リーチェは周りをキョロキョロ見ながらにやりと笑いながら青年に言う。


「えぇ、アレイスター団長は貴女様に会うのをとても楽しみにしていましたよ。」


「そうなの?」


リーチェは不思議そうに首を傾げた。青年は頷く。


「...さぁ、着きましたよ。この扉の先に団長がいます。」


青年とリーチェは蒼く美しい絵が描かれている扉の前に着いた。青年は扉を静かに開け、リーチェに頭を下げる。リーチェも青年に頭を下げ、扉の中へと進む。


「(...この先に最も賢者に近いと言われている大魔法使いアレイスター・クロウリーがいる!)」


リーチェは強く拳を握りながら前と進む...。





◇ ◇ ◇





そこには一軒家が建っていた。幼き頃の自分...双子の弟。そして両親。


リーチェはそれだけでもよかった。父は立派な魔法使いであるため時々、家には居なかったが笑顔で帰ってきてくれる父がリーチェは大好きだったのだ。


...しかし父と母はもういない。堕天使に殺されたのだ。だからリーチェは復讐を誓った。両親を殺した奴を見つけることと双子の弟を守るということを...。


「そのためだったら何だってする。弟を独りぼっちにしない...。絶対に!」


過去を思い出していたリーチェは目を開ける。そこには、大魔法使いであるアレイスター・クロウリーがいた。アレイスターはリーチェの前で椅子に座りニコニコ笑いながら見ていた。

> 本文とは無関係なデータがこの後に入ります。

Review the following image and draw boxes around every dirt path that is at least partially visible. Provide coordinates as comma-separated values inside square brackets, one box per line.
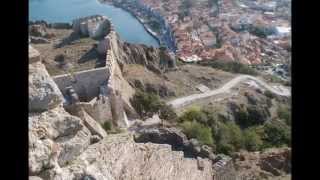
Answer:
[167, 75, 291, 109]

「初めましてリーチェ・リロイド君。私の名前はまぁ、知ってると思うけど『黄金の夜明け団』の団長。アレイスター・クロウリーと言います。よろしくね。」


リーチェは膝をつき、頭を下げながら言う。


「...初めましてアレイスター・クロウリー団長様。私の名前はリーチェ・リロイドと申します。」


「うんうん。きちんと礼儀がなってるね。偉いねぇ...。知ってるよもちろん、確かベイナー・リロイドの娘さんだっけ?」


リーチェは静かに頷きながら頭を上げる。


「はい。ベイナー・リロイドの娘です。」


「...彼は実に惜しかったよ。団に入っては居なかったがいい仕事をしてくれて私の言う仕事もキチンとこなしてくれたんだよ。」


「父さんが?」


リーチェは驚きの声を上げながら答える。まさか父さんが団長様と知り合いだったとは...。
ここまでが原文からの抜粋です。